La leçon de Pasteur, par Nicolas Bouzou
Le parcours du célèbre découvreur du vaccin contre la rage fait écho à la période que nous traversons.
Cet été, la plupart des Français qui pourront partir en vacances voyageront en France. Je ne saurais trop les inciter à visiter les magnifiques régions de notre pays situées à l’Est, territoires d’histoire, de paysages verts, de science et de progrès. Passez donc à Dole visiter la maison natale de Pasteur, dans le quartier des tanneurs. C’est lors de l’inauguration de ce musée, en 1883, que le grand homme prononça sa célèbre ode à l’éducation, au travail et à la croissance : « Et toi, mon cher père, dont la vie fut aussi rude que ton rude métier, tu m’as montré ce que peut faire la patience dans les longs efforts. C’est à toi que je dois la ténacité dans le travail quotidien. Non seulement tu avais les qualités persévérantes qui font les vies utiles, mais tu avais aussi l’admiration des grands hommes et des grandes choses. Regarder en haut, apprendre au-delà, chercher à s’élever toujours, voilà ce que tu m’as enseigné. » Comment mieux exprimer les sentiments que nous devrions ressentir dans la période gravissime que nous traversons ? Travailler pour le bien commun en visant l’excellence.
Combattre le populisme antiscience
Honorer la mémoire de Pasteur, ce n’est pas simplement faire l’éloge du travail et de la recherche, et donc combattre le populisme antivaccins et antiscience qui prolifère sur les réseaux sociaux, insultant la mémoire des grands chercheurs. C’est retenir les nombreux enseignements d’une vie incroyablement riche en succès intellectuels, enseignements qui nous sont encore utiles aujourd’hui. J’en rappelle trois.
Féconde transdisciplinarité
Premièrement, les grandes idées surviennent parfois des périphéries d’un système et non de son centre. Pasteur n’était pas médecin de formation, mais chimiste, et il fut souvent moqué par les « hommes de l’art », y compris quand il s’exprimait devant l’Académie de médecine. C’est à partir de son travail sur les molécules qu’il comprit les mécanismes de la fermentation et construisit un pont avec la biologie. Contacté par les industriels de la bière, qui ne parvenaient pas à stabiliser la qualité de leur production, il découvrit que les conditions de culture faisaient varier l’évolution des ferments. En 1861, il isola le ferment butyrique et l’observa sous son microscope. Il apparaissait comme un filament vivant qu’il était possible de tuer. Assez rapidement, le chimiste Pasteur eut l’intuition que ces « microbes », comme on appellerait plus tard ces micro-organismes, pouvaient déclencher des maladies humaines. La transdisciplinarité est toujours féconde quand elle s’appuie sur des méthodes rigoureuses.
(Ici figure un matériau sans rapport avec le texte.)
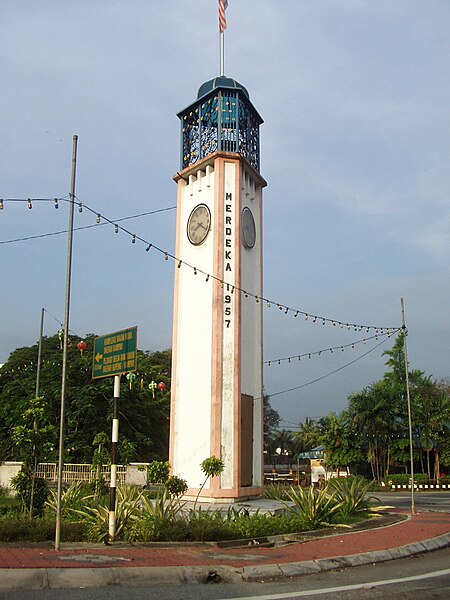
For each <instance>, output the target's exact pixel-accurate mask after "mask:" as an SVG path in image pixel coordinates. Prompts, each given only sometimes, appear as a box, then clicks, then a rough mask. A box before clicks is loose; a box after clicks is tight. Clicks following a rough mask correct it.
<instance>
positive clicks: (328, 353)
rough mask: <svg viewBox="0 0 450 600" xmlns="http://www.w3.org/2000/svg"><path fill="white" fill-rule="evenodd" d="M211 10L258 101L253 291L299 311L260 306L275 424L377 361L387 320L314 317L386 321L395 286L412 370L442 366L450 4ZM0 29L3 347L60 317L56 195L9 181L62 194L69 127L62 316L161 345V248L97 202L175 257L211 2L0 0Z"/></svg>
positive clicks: (432, 1) (329, 394) (0, 290)
mask: <svg viewBox="0 0 450 600" xmlns="http://www.w3.org/2000/svg"><path fill="white" fill-rule="evenodd" d="M227 24H228V27H227V30H226V32H225V74H226V75H227V76H229V77H232V78H234V79H236V80H237V81H239V82H240V83H242V84H243V85H244V86H245V87H246V88H247V89H248V90H249V93H250V97H251V100H252V102H253V104H254V106H255V107H256V109H257V110H258V112H259V113H260V115H261V116H262V117H263V119H264V124H263V125H262V126H261V174H262V175H263V177H264V178H265V179H266V181H267V182H268V185H267V187H266V188H265V190H264V198H263V206H264V235H263V239H264V296H265V297H266V298H269V299H271V300H272V301H273V302H275V303H277V302H278V303H280V304H283V305H284V306H288V307H290V308H292V309H296V310H299V311H303V312H305V313H307V314H309V315H311V317H310V318H309V319H308V320H307V321H306V320H305V319H304V317H303V316H301V315H300V316H299V317H298V318H297V319H295V318H294V317H293V314H294V313H293V311H289V312H288V314H285V312H284V311H279V310H278V309H277V308H276V306H274V305H273V304H271V307H270V308H269V307H267V306H266V307H265V308H264V356H265V360H266V361H270V362H271V364H270V366H269V365H268V364H266V365H265V367H264V387H265V391H266V393H268V394H269V395H270V396H271V404H272V406H273V407H274V408H275V409H276V410H278V412H279V413H280V416H281V418H282V422H281V425H282V426H284V427H286V428H291V427H295V426H296V425H297V424H298V423H299V422H300V421H302V420H304V419H305V418H306V417H310V418H319V417H321V416H324V415H326V414H328V413H329V412H331V411H334V412H340V411H342V410H344V409H345V408H346V406H347V402H348V396H349V394H352V393H354V392H357V391H359V390H360V389H362V388H364V387H366V386H368V385H370V384H371V383H373V382H375V381H377V380H379V379H380V378H381V377H382V376H383V373H384V372H385V371H386V366H385V362H386V360H387V357H386V356H383V354H382V353H383V351H385V350H388V349H389V348H390V347H392V345H393V343H394V338H393V337H391V338H387V337H386V336H380V337H379V338H378V339H377V340H375V339H371V340H367V341H366V343H364V342H363V341H362V340H363V339H364V338H368V337H372V336H373V335H374V332H373V330H371V332H370V333H367V331H366V329H363V330H362V331H359V330H358V331H356V332H355V331H354V330H353V328H351V329H350V330H348V328H347V327H345V326H344V327H340V326H339V325H335V326H333V323H332V321H333V320H335V321H338V322H342V323H344V324H347V323H355V324H361V325H373V326H376V327H380V328H381V327H399V326H401V324H402V313H401V301H400V299H401V298H404V305H405V319H406V326H407V329H408V356H409V362H410V368H414V369H421V370H423V371H424V372H425V373H426V374H427V375H430V376H432V378H433V379H437V380H439V379H441V378H444V377H448V376H450V364H449V357H450V352H449V346H450V344H449V339H450V323H449V296H450V278H449V270H450V269H449V266H450V260H449V255H450V200H449V199H450V169H449V164H450V111H449V106H450V78H449V72H450V3H449V2H448V0H427V1H426V2H425V1H423V0H395V1H392V0H377V2H373V1H370V0H314V1H313V0H245V1H243V0H240V1H239V0H229V5H228V9H227ZM0 40H1V41H0V72H1V74H2V76H1V80H2V83H1V88H2V93H1V94H0V115H1V117H0V139H1V143H0V198H3V199H4V203H3V206H4V208H3V210H2V211H0V256H1V258H0V303H1V320H0V364H1V363H4V362H6V360H7V359H8V356H9V355H10V353H11V352H12V351H13V350H14V349H16V348H18V347H22V346H31V345H32V344H34V343H36V341H37V340H38V337H39V325H40V314H41V308H45V311H46V312H45V322H44V334H45V335H48V336H51V335H54V334H55V333H56V332H57V330H58V329H59V328H60V323H61V322H62V321H63V320H64V303H65V289H66V265H67V234H66V233H62V234H57V233H56V232H60V231H64V230H65V229H67V226H68V214H69V210H68V203H67V202H64V201H62V202H59V203H58V205H59V207H58V209H55V206H54V203H53V202H34V203H33V208H32V209H31V210H30V209H28V208H27V203H26V202H11V201H8V199H26V198H37V199H38V198H44V199H45V198H54V197H60V198H67V197H68V195H69V192H70V175H71V160H72V138H73V135H75V134H76V135H77V136H78V152H77V173H76V192H75V193H76V198H77V201H79V202H81V203H83V204H84V205H85V206H87V207H89V208H90V209H91V211H92V212H91V211H89V210H88V209H84V210H83V212H82V213H79V212H78V211H75V221H74V226H75V228H83V227H84V229H79V230H77V229H76V231H75V232H74V241H73V264H72V287H71V304H70V309H71V310H70V324H69V326H70V329H71V331H73V332H75V333H76V334H77V335H80V336H82V337H83V336H84V335H86V334H87V333H95V334H96V335H104V334H107V333H109V332H113V331H117V330H120V329H123V328H126V327H130V326H134V325H137V326H138V345H139V348H140V349H141V350H150V351H155V350H163V349H166V348H169V347H170V346H171V339H172V293H173V278H174V265H173V262H172V261H171V260H168V261H165V260H164V256H163V254H161V253H159V252H157V251H154V250H152V251H149V252H146V251H145V250H146V244H144V243H143V242H141V241H139V240H138V241H137V243H134V244H133V243H132V242H131V236H130V235H128V234H126V233H125V232H123V231H119V233H117V234H116V233H115V232H114V228H113V227H112V226H111V225H109V224H105V220H104V219H102V223H103V224H100V225H96V217H95V215H96V213H99V214H101V215H104V216H105V217H106V218H107V219H109V220H111V221H115V220H118V219H124V218H126V217H133V216H135V215H142V216H139V217H135V218H131V219H127V220H125V221H121V222H120V224H121V226H123V227H124V228H126V229H127V230H128V231H129V232H130V233H134V234H136V235H137V236H138V237H140V238H142V239H143V240H146V241H148V242H149V243H150V242H151V243H153V244H155V245H156V246H158V247H159V248H161V249H163V250H164V251H167V252H169V253H174V243H175V240H174V233H175V218H176V214H175V210H174V207H175V204H176V185H175V183H174V181H173V180H172V177H173V175H174V174H175V173H176V171H177V170H178V169H179V168H180V165H179V158H180V129H179V120H178V118H177V117H176V114H177V112H178V111H180V110H182V109H183V108H185V107H186V106H188V105H189V104H190V103H191V102H192V101H193V100H194V99H195V98H196V96H197V91H198V88H199V87H200V85H201V84H202V83H203V82H205V81H207V80H209V79H211V78H212V77H214V76H217V75H219V68H220V66H219V65H220V63H219V34H218V25H217V2H216V1H215V0H190V1H189V2H185V1H184V0H167V1H165V2H160V1H159V0H146V1H144V0H95V1H92V0H78V1H77V2H60V1H58V0H2V3H1V19H0ZM144 213H153V214H144ZM50 233H52V234H53V233H55V235H47V234H50ZM36 236H41V237H36ZM24 238H32V239H24ZM14 240H20V241H14ZM181 258H182V257H181ZM205 285H209V284H206V283H205ZM316 315H317V316H320V317H324V318H325V319H326V322H325V325H323V324H322V320H321V319H317V320H316V322H315V323H314V322H313V321H314V319H313V316H316ZM354 342H358V343H355V348H354V349H352V347H351V346H352V344H353V343H354ZM382 342H383V343H382ZM342 347H343V348H344V350H342V349H341V348H342ZM330 348H334V349H335V350H334V351H333V352H330ZM322 350H324V351H323V352H320V355H319V351H322ZM308 353H312V356H311V358H310V359H309V358H307V357H306V356H305V357H304V358H302V360H301V361H298V359H292V360H291V361H290V362H289V361H288V360H284V361H283V360H282V361H280V364H278V359H281V358H288V357H291V356H292V357H295V356H298V355H306V354H308ZM286 390H291V391H286Z"/></svg>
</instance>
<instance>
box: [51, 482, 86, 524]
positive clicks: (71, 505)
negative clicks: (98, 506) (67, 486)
mask: <svg viewBox="0 0 450 600" xmlns="http://www.w3.org/2000/svg"><path fill="white" fill-rule="evenodd" d="M95 498H96V495H95V494H94V493H93V492H92V486H90V485H86V484H84V483H81V482H79V481H78V482H76V483H73V484H72V485H71V486H69V487H68V488H66V489H64V490H63V491H62V494H61V517H62V518H66V519H73V518H74V515H77V513H76V512H75V511H83V510H85V509H86V507H87V506H89V505H92V504H94V501H95ZM45 506H46V508H48V509H49V511H50V512H52V513H54V514H56V509H57V493H56V491H54V490H50V495H49V498H48V500H47V501H46V503H45Z"/></svg>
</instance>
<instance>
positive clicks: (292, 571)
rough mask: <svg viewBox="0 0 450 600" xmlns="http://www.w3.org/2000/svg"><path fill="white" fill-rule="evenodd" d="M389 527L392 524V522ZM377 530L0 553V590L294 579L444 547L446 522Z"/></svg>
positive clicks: (446, 517) (35, 547)
mask: <svg viewBox="0 0 450 600" xmlns="http://www.w3.org/2000/svg"><path fill="white" fill-rule="evenodd" d="M390 518H391V520H394V518H395V517H393V516H392V515H391V517H390ZM402 519H403V520H398V521H397V522H396V523H393V524H392V523H391V524H389V525H385V526H383V527H376V528H371V529H364V530H361V531H352V532H345V533H340V532H339V533H337V532H336V530H333V531H332V532H330V534H329V535H328V534H327V533H325V535H324V534H323V533H320V534H307V535H305V536H303V535H302V536H295V538H294V539H289V538H288V539H286V536H285V537H284V538H282V536H277V537H276V538H271V539H270V543H269V544H267V545H265V544H259V545H258V544H257V543H250V545H232V546H228V545H226V544H225V545H219V544H207V543H205V544H146V545H145V544H142V545H139V544H133V545H130V544H114V545H111V546H105V545H99V544H96V545H95V544H89V545H82V544H76V545H75V544H61V550H60V551H58V552H57V551H56V550H54V548H53V547H43V546H37V545H29V546H27V547H25V546H21V547H18V546H16V545H13V544H4V545H2V546H0V590H7V589H12V588H14V587H17V586H19V587H24V588H46V587H80V586H82V587H87V586H101V585H110V584H116V585H117V584H118V585H120V584H125V583H127V584H131V582H133V585H136V584H139V583H143V584H149V583H152V582H154V583H161V582H162V581H171V582H172V583H175V582H176V581H199V582H204V581H206V580H208V579H210V580H214V579H215V580H224V581H233V580H237V579H239V580H241V581H242V580H244V581H258V580H267V579H269V578H280V577H287V576H298V575H304V574H309V573H313V572H318V571H323V570H330V569H333V568H337V567H347V566H354V565H359V564H367V563H375V562H380V561H386V560H392V559H394V558H401V557H405V556H410V555H412V554H417V553H420V552H425V551H430V550H436V549H439V548H444V547H446V546H450V514H449V513H443V512H442V513H441V512H423V513H419V514H416V515H413V516H411V515H403V517H402Z"/></svg>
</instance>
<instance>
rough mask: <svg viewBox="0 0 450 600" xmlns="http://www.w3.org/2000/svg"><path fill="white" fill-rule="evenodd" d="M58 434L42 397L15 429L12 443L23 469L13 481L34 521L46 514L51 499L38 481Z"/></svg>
mask: <svg viewBox="0 0 450 600" xmlns="http://www.w3.org/2000/svg"><path fill="white" fill-rule="evenodd" d="M55 433H56V432H55V428H54V427H53V426H52V425H50V424H49V421H48V418H47V416H46V411H45V402H44V399H43V398H42V397H39V398H32V399H31V400H30V401H29V403H28V407H27V408H26V409H25V410H24V412H23V413H22V419H21V424H20V425H16V426H15V427H13V429H12V435H11V439H12V442H13V444H14V445H15V447H16V451H17V453H18V457H19V459H20V460H22V469H21V471H20V472H19V473H18V474H17V475H16V476H15V477H14V478H13V479H12V485H13V487H14V488H15V490H16V491H17V494H18V495H19V497H20V498H21V500H22V506H23V510H24V512H26V513H27V514H28V515H29V517H30V519H32V518H33V516H34V513H35V512H36V513H37V514H41V513H42V511H43V508H44V503H45V500H46V498H47V488H46V484H45V482H44V481H42V480H40V479H39V478H38V477H37V469H38V464H39V462H40V460H41V459H45V457H46V451H47V450H48V446H49V444H51V442H52V440H54V438H55Z"/></svg>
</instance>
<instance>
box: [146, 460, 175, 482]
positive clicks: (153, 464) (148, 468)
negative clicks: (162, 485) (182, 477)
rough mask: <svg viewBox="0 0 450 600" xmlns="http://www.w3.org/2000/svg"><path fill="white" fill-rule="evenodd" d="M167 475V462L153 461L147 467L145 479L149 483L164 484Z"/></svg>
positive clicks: (167, 477)
mask: <svg viewBox="0 0 450 600" xmlns="http://www.w3.org/2000/svg"><path fill="white" fill-rule="evenodd" d="M169 473H170V463H169V462H168V461H161V460H154V461H153V462H151V463H150V464H149V465H148V467H147V478H148V481H149V482H150V483H166V481H167V479H168V478H169Z"/></svg>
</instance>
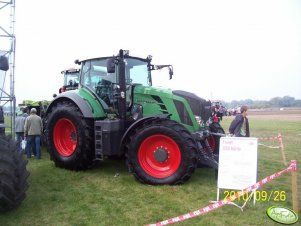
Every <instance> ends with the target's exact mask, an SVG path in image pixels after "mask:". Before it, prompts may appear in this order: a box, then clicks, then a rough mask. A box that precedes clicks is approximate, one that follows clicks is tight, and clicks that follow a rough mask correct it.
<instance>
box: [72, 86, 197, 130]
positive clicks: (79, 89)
mask: <svg viewBox="0 0 301 226" xmlns="http://www.w3.org/2000/svg"><path fill="white" fill-rule="evenodd" d="M76 93H77V94H78V95H79V96H80V97H81V98H83V99H84V100H85V101H86V102H88V103H89V105H90V107H91V108H92V109H93V112H92V114H93V117H94V118H105V117H107V114H106V113H105V111H104V109H103V107H102V105H101V103H100V102H99V100H98V99H97V98H96V97H95V96H94V95H92V94H91V92H90V91H89V90H88V89H86V88H83V87H81V88H79V89H78V90H76ZM153 97H160V99H161V100H162V103H160V102H158V101H157V100H155V99H154V98H153ZM133 100H134V104H139V105H141V106H142V107H143V117H148V116H155V115H161V114H171V116H170V118H171V119H172V120H175V121H177V122H179V123H181V119H180V116H179V114H178V111H177V109H176V106H175V104H174V100H178V101H180V102H182V103H183V104H184V107H185V108H186V110H187V112H188V115H189V117H190V119H191V121H192V125H187V124H183V125H184V126H185V127H186V128H187V129H188V130H189V131H190V132H196V131H199V130H200V125H199V124H198V123H197V121H196V119H195V117H194V114H193V112H192V110H191V108H190V106H189V104H188V102H187V101H186V100H185V99H184V98H183V97H180V96H177V95H174V94H173V93H172V90H170V89H163V88H157V87H150V86H142V85H136V86H135V89H134V93H133ZM160 105H161V106H163V107H160Z"/></svg>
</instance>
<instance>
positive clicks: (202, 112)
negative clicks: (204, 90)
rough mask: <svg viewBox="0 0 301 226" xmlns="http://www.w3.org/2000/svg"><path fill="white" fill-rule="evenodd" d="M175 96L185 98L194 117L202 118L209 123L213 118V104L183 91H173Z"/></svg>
mask: <svg viewBox="0 0 301 226" xmlns="http://www.w3.org/2000/svg"><path fill="white" fill-rule="evenodd" d="M172 93H173V94H174V95H177V96H180V97H183V98H184V99H185V100H187V102H188V103H189V105H190V107H191V110H192V112H193V114H194V115H197V116H201V118H202V120H203V121H204V122H206V121H208V119H209V118H210V116H211V102H210V101H206V100H205V99H203V98H200V97H198V96H197V95H195V94H194V93H190V92H186V91H183V90H174V91H172Z"/></svg>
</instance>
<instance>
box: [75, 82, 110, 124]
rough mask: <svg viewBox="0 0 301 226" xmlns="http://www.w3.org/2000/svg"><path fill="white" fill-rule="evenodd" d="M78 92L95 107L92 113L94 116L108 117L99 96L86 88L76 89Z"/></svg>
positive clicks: (77, 93)
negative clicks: (98, 100) (101, 102)
mask: <svg viewBox="0 0 301 226" xmlns="http://www.w3.org/2000/svg"><path fill="white" fill-rule="evenodd" d="M76 93H77V94H78V95H79V96H80V97H81V98H83V99H84V100H85V101H86V102H87V103H88V104H89V105H90V107H91V108H92V109H93V111H92V114H93V117H94V118H104V117H107V114H106V113H105V111H104V109H103V107H102V105H101V104H100V102H99V101H98V100H97V98H96V97H95V96H94V95H92V94H91V92H90V91H89V90H87V89H86V88H83V87H81V88H79V89H78V90H76Z"/></svg>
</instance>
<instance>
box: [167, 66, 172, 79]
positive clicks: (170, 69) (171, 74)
mask: <svg viewBox="0 0 301 226" xmlns="http://www.w3.org/2000/svg"><path fill="white" fill-rule="evenodd" d="M168 70H169V80H170V79H172V76H173V68H172V66H169V67H168Z"/></svg>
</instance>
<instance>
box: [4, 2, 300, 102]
mask: <svg viewBox="0 0 301 226" xmlns="http://www.w3.org/2000/svg"><path fill="white" fill-rule="evenodd" d="M0 23H1V21H0ZM15 34H16V42H17V44H16V61H15V63H16V70H15V94H16V98H17V103H20V102H21V101H22V100H24V99H32V100H43V99H46V100H51V99H52V95H53V94H54V93H58V89H59V87H61V86H62V83H63V76H62V75H61V73H60V72H61V71H62V70H64V69H67V68H71V67H74V66H75V65H74V60H75V59H80V60H83V59H86V58H94V57H102V56H112V55H113V54H115V55H116V54H117V53H118V51H119V49H126V50H129V51H130V55H134V56H138V57H143V58H145V57H146V56H147V55H152V56H153V63H154V64H172V65H173V68H174V75H173V79H172V80H169V76H168V71H167V70H162V71H161V72H160V73H156V75H154V78H153V81H154V86H162V87H166V88H171V89H181V90H186V91H190V92H193V93H195V94H197V95H199V96H200V97H203V98H205V99H218V100H225V101H231V100H242V99H253V100H269V99H271V98H273V97H283V96H285V95H288V96H292V97H295V98H296V99H301V89H300V87H301V1H298V0H295V1H294V0H290V1H286V0H281V1H280V0H252V1H243V0H230V1H207V0H206V1H203V0H195V1H193V0H186V1H180V0H164V1H162V0H152V1H145V0H127V1H125V0H115V1H101V0H86V1H76V0H51V1H50V0H43V1H39V0H26V1H25V0H23V1H18V0H17V1H16V23H15Z"/></svg>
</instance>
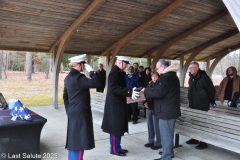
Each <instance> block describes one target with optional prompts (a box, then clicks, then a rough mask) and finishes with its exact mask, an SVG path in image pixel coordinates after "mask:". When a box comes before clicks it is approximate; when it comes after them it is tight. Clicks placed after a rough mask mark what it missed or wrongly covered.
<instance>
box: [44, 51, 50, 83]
mask: <svg viewBox="0 0 240 160" xmlns="http://www.w3.org/2000/svg"><path fill="white" fill-rule="evenodd" d="M50 63H51V55H50V54H49V59H48V60H47V67H46V71H45V79H49V69H50Z"/></svg>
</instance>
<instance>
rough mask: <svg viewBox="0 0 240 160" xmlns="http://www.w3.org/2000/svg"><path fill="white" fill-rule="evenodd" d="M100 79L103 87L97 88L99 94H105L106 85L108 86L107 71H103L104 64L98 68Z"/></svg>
mask: <svg viewBox="0 0 240 160" xmlns="http://www.w3.org/2000/svg"><path fill="white" fill-rule="evenodd" d="M97 72H98V78H99V80H100V82H101V87H98V88H96V91H97V92H102V93H103V92H104V88H105V84H106V71H105V70H104V69H103V64H102V63H100V64H99V67H98V71H97Z"/></svg>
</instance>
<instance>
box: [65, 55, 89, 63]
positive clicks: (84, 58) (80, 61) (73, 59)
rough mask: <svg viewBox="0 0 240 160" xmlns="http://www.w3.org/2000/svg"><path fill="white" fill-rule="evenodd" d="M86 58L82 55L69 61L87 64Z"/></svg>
mask: <svg viewBox="0 0 240 160" xmlns="http://www.w3.org/2000/svg"><path fill="white" fill-rule="evenodd" d="M85 58H86V54H82V55H79V56H74V57H71V58H69V59H68V60H69V61H70V62H77V63H80V62H81V63H86V62H85Z"/></svg>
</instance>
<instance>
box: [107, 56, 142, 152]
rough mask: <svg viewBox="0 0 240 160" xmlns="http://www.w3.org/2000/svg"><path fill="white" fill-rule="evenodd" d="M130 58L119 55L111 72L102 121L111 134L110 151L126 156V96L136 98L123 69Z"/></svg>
mask: <svg viewBox="0 0 240 160" xmlns="http://www.w3.org/2000/svg"><path fill="white" fill-rule="evenodd" d="M128 59H129V57H124V56H118V59H117V62H116V65H115V66H114V67H113V68H112V70H111V72H110V73H109V76H108V89H107V96H106V102H105V108H104V115H103V122H102V130H103V132H106V133H109V134H110V144H111V147H110V153H111V154H114V155H117V156H126V153H127V152H128V151H127V150H124V149H122V148H121V136H123V135H124V133H125V132H128V119H127V104H126V97H131V96H132V98H134V95H135V91H134V92H133V91H132V90H133V89H128V88H126V80H125V75H126V73H125V72H124V71H123V70H125V69H126V67H127V65H128V64H129V62H128ZM138 93H139V92H138ZM135 98H136V97H135ZM135 98H134V99H135Z"/></svg>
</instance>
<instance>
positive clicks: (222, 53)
mask: <svg viewBox="0 0 240 160" xmlns="http://www.w3.org/2000/svg"><path fill="white" fill-rule="evenodd" d="M239 48H240V43H239V44H237V45H235V46H232V47H228V48H227V49H224V50H222V51H220V52H217V53H214V54H212V55H209V56H207V57H204V58H202V59H200V60H199V61H206V60H207V59H213V58H218V56H221V55H224V56H225V55H227V54H228V53H230V52H232V51H235V50H238V49H239ZM229 49H231V50H230V51H229Z"/></svg>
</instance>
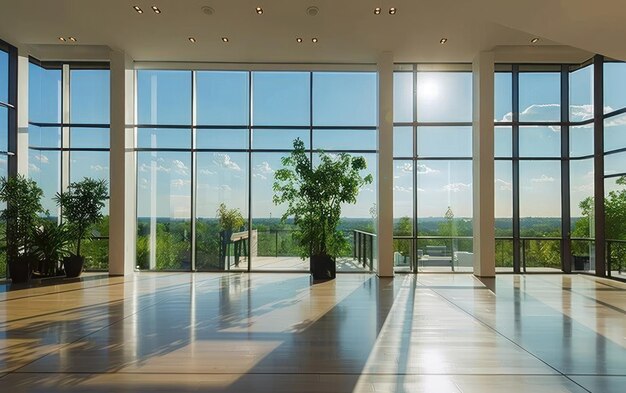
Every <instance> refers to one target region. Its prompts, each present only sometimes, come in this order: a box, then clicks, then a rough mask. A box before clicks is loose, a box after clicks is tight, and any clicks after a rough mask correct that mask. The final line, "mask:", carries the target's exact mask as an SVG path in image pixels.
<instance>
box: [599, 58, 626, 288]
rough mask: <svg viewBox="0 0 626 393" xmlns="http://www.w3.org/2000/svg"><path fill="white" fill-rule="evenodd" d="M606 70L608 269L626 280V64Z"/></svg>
mask: <svg viewBox="0 0 626 393" xmlns="http://www.w3.org/2000/svg"><path fill="white" fill-rule="evenodd" d="M603 68H604V69H603V74H604V75H603V79H604V88H603V91H604V97H603V100H604V111H603V112H604V195H605V197H604V206H605V207H604V209H605V215H604V220H605V237H606V243H607V244H606V247H607V248H606V252H607V254H606V257H607V266H606V267H607V273H608V274H609V275H611V276H614V277H621V278H626V63H618V62H612V61H606V62H605V63H604V67H603Z"/></svg>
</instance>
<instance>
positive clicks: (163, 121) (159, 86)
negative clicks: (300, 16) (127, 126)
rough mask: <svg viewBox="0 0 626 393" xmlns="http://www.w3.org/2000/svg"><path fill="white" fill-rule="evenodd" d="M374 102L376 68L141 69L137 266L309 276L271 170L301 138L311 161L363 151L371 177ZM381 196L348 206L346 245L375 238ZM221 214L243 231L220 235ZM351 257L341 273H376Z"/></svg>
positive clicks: (358, 201) (344, 262)
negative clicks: (344, 152)
mask: <svg viewBox="0 0 626 393" xmlns="http://www.w3.org/2000/svg"><path fill="white" fill-rule="evenodd" d="M376 102H377V100H376V75H375V73H373V72H310V71H186V70H179V71H171V70H168V71H165V70H139V71H137V116H138V119H137V127H136V130H137V131H136V132H137V139H136V140H137V162H138V164H137V225H138V232H137V265H138V266H139V268H140V269H150V270H190V269H191V270H302V271H304V270H308V261H303V260H301V259H300V258H298V256H297V255H298V252H297V249H296V244H295V243H294V240H293V238H292V234H293V231H294V227H293V224H292V222H291V221H290V220H286V221H284V222H283V221H281V218H282V215H283V213H284V212H285V207H284V206H276V205H275V204H274V202H273V200H272V197H273V182H274V172H275V171H276V170H277V169H279V168H281V166H282V162H281V159H282V158H283V157H285V156H287V155H289V154H290V152H291V150H292V149H293V141H294V140H295V139H296V138H300V139H301V140H303V141H304V143H305V146H306V148H307V150H308V151H309V153H310V154H311V158H312V160H313V164H315V157H316V155H315V152H316V151H317V150H318V149H323V150H324V151H327V152H329V153H331V154H334V153H341V152H347V153H351V154H356V155H363V156H365V158H366V160H367V161H368V173H371V174H373V175H374V176H375V170H376V167H375V157H376V122H377V121H376ZM364 175H365V173H364ZM374 189H375V185H370V186H369V187H365V188H364V189H363V190H361V193H360V195H359V198H358V201H357V203H356V205H349V206H344V208H343V211H342V216H343V218H342V222H341V229H342V230H343V231H344V233H345V235H346V238H347V239H349V240H352V239H353V238H354V236H353V235H352V232H353V231H354V230H363V231H368V233H371V232H373V228H374V219H375V218H374V217H372V216H371V215H370V214H371V213H370V212H371V211H374V210H375V209H372V208H373V207H374V201H375V193H374ZM220 209H226V210H227V211H230V212H234V213H236V214H239V215H240V216H241V217H242V218H243V221H242V222H241V223H240V224H241V225H239V226H238V227H237V228H223V227H220V225H219V218H218V215H219V214H218V211H219V210H220ZM352 257H353V250H346V251H345V255H343V256H342V257H341V258H340V260H339V261H338V269H339V270H363V269H366V270H367V269H368V268H369V265H368V266H363V264H359V263H355V261H354V259H353V258H352ZM369 263H370V264H371V260H370V261H369Z"/></svg>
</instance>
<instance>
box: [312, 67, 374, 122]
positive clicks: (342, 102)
mask: <svg viewBox="0 0 626 393" xmlns="http://www.w3.org/2000/svg"><path fill="white" fill-rule="evenodd" d="M377 91H378V89H377V86H376V73H374V72H314V73H313V125H316V126H376V118H377V105H376V104H377Z"/></svg>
Ne pas mettre les génies à la retraite
Deuxièmement, les applications de la recherche se diffusent dans la société grâce aux entreprises, et cela prend du temps. La recherche agit au sein d’un écosystème où l’université, l’industrie et les entreprises jouent des rôles complémentaires. Dans les années 1870, Pasteur isole le bacille responsable de la maladie du charbon qui décimait les élevages ovins français. Après cette découverte, des années voire des décennies furent nécessaires pour isoler les microbes responsables de la typhoïde, de la dysenterie ou de la peste. Il fallut attendre le début du xxe siècle pour que l’industrie des vaccins se développe, et les années 1950 pour que la population des pays riches puisse massivement bénéficier des antibiotiques (Fleming avait découvert la pénicilline en 1928). Sans industrie puissante, les applications de la recherche fondamentale resteraient enfermées dans les académies. Opposer le secteur public et le secteur privé, en matière de santé comme ailleurs, est stérile. Troisièmement, il ne faut jamais mettre les grands hommes à la retraite. Les génies le sont du début à la fin.
Quand Pasteur vaccina Joseph Meister contre la rage, il avait 63 ans, soit bien plus que l’espérance de vie à la naissance à l’époque (en 1885). C’est comme si, aujourd’hui, une équipe dirigée par une personne de 90 ans entreprenait un essai de vaccin contre le Covid-19. Pasteur était en outre diminué en raison d’une hémiplégie qui l’avait frappé en 1868.
Mais l’intelligence et l’audace étaient toujours présentes, enrichies par l’expérience. Vu les circonstances, la réforme des retraites vers un système universel à points ne se fera pas. En revanche, le débat sur l’âge de départ en retraite resurgira. Pour certaines personnes, travailler jusqu’à la fin est une joie, voire une nécessité. Il faut les laisser faire, pour eux mais aussi dans l’intérêt de la collectivité.